Linux Voice Recognition - How to implement

ilovebash

Implementing Linux Voice Recognition

Implementing Voice Recognition on Linux may sound like quite a daunting task, and yes, there are many difficulties, and likelyhood of achieving 100% success of translation is almost impossible to achieve. However, achieving even partial success of translating an audio file to text, can be a very useful tool for any business.

Business Uses for linux voice recognition

I came across this whole idea a week or so ago. My goal was to translate the audio from recordings which would then enable me to search a database of translated audio for specific keywords.
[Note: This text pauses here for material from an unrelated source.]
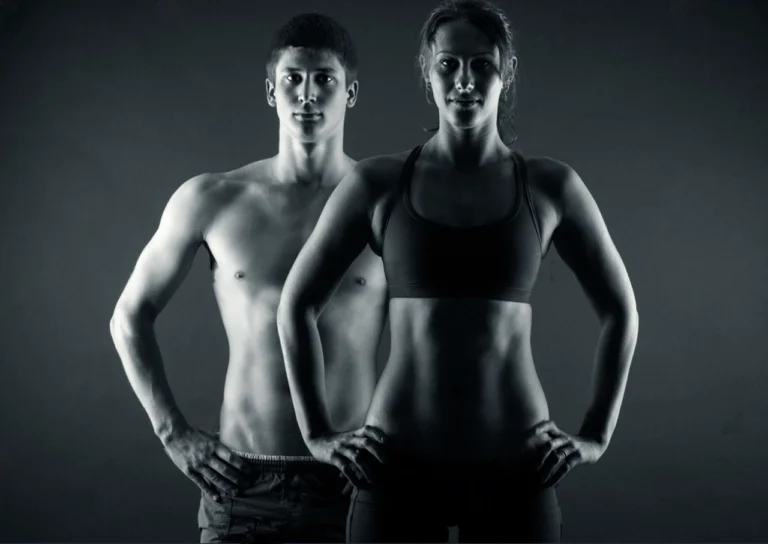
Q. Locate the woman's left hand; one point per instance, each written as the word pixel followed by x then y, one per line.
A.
pixel 561 452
Business uses could include :

– Searching for mentions of required text
– Analysis of call centre staff ensuring compliance with their call scripts
– Raising alarm bells from customers who may be abusive to staff

The list is actually quite long, those are just a few that come to me now.

As I said already the issues of 100% success include clarity of the audio, different peoples accents, words that the translation tool cannot find in its dictionary.

Anyway accepting all of the above potential problems, its still fun to try! So here is my method to install pocketsphinx onto CentOS 6 for you to experiment.

Install voice recognition on Linux using pocketsphinx on CentOS 6

Just so you know, I installed this onto an almost ‘clean’ fresh minimal install of CentOS 6 with just the base centos repositories configured as you can see below :

[root@localhost tmp]# yum repolist Loaded plugins: fastestmirror Loading mirror speeds from cached hostfile * base: centos.mirror.srv.co.ge * extras: centos.mirror.srv.co.ge * updates: centos.mirror.srv.co.ge base | 3.7 kB 00:00 extras | 3.4 kB 00:00 extras/primary_db | 33 kB 00:00 updates | 3.4 kB 00:00 repo id repo name status base CentOS-6 - Base 6,575 extras CentOS-6 - Extras 45 updates CentOS-6 - Updates 652 repolist: 7,272 [root@localhost tmp]#

The program I am installing is called POCKETSPHINX. They have a website I will list later in this post, but for now lets just get it installed and working !!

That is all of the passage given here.